Finally, our spirits need a lot of attention and nourishment just like the other facets of our being. The spirit is that part of us that feels, hopes, dreams and rejoices in the bright moments of life. If you want your spirit to soar, you must choose a positive environment with other spirits who want to soar as well.
Most of our activities in life involve simultaneous development of all three aspects of our beings. I think that we should all be striving to realize as much of that potential as possible. In the process, I believe we find a more complete meaning to life. I am not at all sure why I am here or where I came from, and I'm certain I don't know where I'm going. But in the meantime, it seems foolish to miss the daily opportunities of life! Again, these opportunities also continually present us with choices and, I believe, that gradually the choices become clearer and easier to make.

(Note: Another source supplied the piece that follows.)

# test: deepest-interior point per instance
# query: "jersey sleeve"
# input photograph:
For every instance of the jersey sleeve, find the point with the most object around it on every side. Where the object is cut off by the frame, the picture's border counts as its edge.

Basically, many choices relate to deciding what really matters and what doesn't. We tend to spend a lot of time worrying about things that really don't matter and, unfortunately, not enough time attending to the things that do. For instance, does it really matter what someone thinks of you if you refuse to smoke a joint with them because you honestly don't care to? You can choose to smoke a joint to be popular or you can be true to your convictions and choose your friends because of their value systems, not because of their diversions. If smoking a joint with someone is required to gain his friendship, then that isn't a very sound basis for it. Instead, you may choose to base your friendships on trust, mutual respect and admiration.
When we begin to discover the endless variety and the extent of our potential, there is hardly time to be unhappy in life - there's too much to do! At various times in my life I have become interested in, studied and taught myself as much as I could about such diverse things as electronics, carpentry, fishing, computers, automobiles, sports, camping, plumbing, photography, electrical wiring and the English language. Music is an extremely important part of my life. However, it's not all of my life, nor is it the only path I could have chosen to express myself creatively as a human being. If one chooses to, he can be creative at any pursuit in life: in the way he deals with fellow workers in business, the way he deals with students as a teacher, the way he coordinates the construction of a building or the way he arranges a display in a grocery store.
So, start exercising your choices. Don't choose to be with people who are complainers, who think that "Shit has happened" to them and there's nothing they can do about it. Choose action and move forward to discover all that life holds for you. But do it only if you are willing to invest the time and effort. We've all heard the expression, "Anything worth doing is worth doing well!" To do anything well requires an investment of effort. There's no such thing as a free lunch, no such thing as ten easy lessons, nor is anything handed to us on a silver platter!
In conclusion, I would like to state a few of my choices. You might find it helpful to sit down and make your own list. Basically, it's an outline of your philosophy and a good thing to do from time to time, just to take stock of your feelings.
To explore and learn as many new things as I can.
To spend time creating books and music that, hopefully, will touch other peoples lives.
To spend as much time as possible with people who matter to me, rather than with people whose opinions of me don't matter.
To awake each morning and energetically pursue the new opportunities of that day.
To not be concerned with my status in life or with what others think of me.
To try to be the best person that I can and to mean something to others.
To pass on what others have given me that no one really owns anyway.
To remove guilt from my life and, instead, take appropriate action.
To see any problem as an opportunity to grow in patience, tolerance or acceptance.
To gain wisdom from those more experienced in life and, at the same time, to hold on to youthful ideals.
To learn to use the English language out of respect for all the great minds who have demonstrated that it's worthwhile to do so.
To be open so that people may know me, trust me and let me know them.